Laurel Stowell | Wanganui Chronicle

OUTSPOKEN: The Ngati Ruanui team has its say at Trans-Tasman Resources' marine application hearing.

OUTSPOKEN: The Ngati Ruanui team has its say at Trans-Tasman Resources’ marine application hearing.

South Taranaki tribe Ngati Ruanui has spent too long opposing seabed mining offshore from Patea to stop now.

It’s joining with Kiwis Against Seabed Mining (KASM) to support the Environmental Protection Authority (EPA) decision to refuse Trans-Tasman Resources’ application to mine offshore in the South Taranaki Bight.

Te Runanga o Ngati Ruanui Trust chief executive officer Debbie Ngarewa-Packer said the iwi had applied to be part of the High Court case as Trans-Tasman Resources (TTR) appeals that decision. Yesterday was the deadline for registering to take part.

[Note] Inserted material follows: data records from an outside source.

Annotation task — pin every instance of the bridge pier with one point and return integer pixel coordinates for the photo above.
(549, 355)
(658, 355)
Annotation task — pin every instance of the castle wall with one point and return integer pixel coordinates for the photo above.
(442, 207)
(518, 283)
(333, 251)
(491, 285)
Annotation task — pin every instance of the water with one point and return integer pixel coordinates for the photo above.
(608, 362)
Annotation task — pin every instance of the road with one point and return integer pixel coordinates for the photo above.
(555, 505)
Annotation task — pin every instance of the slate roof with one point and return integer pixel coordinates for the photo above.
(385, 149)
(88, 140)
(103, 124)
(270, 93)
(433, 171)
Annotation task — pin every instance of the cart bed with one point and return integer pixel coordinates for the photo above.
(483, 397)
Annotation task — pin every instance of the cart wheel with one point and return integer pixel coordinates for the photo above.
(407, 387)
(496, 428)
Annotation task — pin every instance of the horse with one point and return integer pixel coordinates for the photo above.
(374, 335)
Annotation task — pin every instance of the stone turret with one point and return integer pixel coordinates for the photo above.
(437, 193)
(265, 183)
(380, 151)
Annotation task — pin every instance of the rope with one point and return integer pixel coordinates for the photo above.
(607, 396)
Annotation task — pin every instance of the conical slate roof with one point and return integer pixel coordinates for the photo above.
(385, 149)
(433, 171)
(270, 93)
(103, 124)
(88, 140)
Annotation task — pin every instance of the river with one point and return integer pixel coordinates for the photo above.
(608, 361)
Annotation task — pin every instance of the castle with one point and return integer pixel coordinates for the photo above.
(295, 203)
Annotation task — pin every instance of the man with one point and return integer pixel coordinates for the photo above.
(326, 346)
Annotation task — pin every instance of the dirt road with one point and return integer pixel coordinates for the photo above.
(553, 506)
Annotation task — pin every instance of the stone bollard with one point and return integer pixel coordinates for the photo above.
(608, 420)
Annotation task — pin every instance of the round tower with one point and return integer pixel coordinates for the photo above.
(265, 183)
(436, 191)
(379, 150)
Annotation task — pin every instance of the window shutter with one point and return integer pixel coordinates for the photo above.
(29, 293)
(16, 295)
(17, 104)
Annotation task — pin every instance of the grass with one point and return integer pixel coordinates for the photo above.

She was hoping others would want to support the decision of the EPA committee – other iwi perhaps, or fisheries groups. Being part of the case could be expensive, and the parties might be able to get together and share different aspects of it, and the costs. She was unsure what would be covered in the High Court, but if it called on different opinions or advice Ngati Ruanui wanted to be there to give its view. It had lawyers ready, and had extensive experience on resource exploitation matters. It was also handling the ironsand issue within the Iwi Chairs’ Forum.

The iwi was bitterly disappointed that TTR had appealed the decision.

“At the EPA hearing we outlined cultural and environmental concerns and expressed concern at TTR’s poor consultation,” Mrs Ngarewa-Packer said.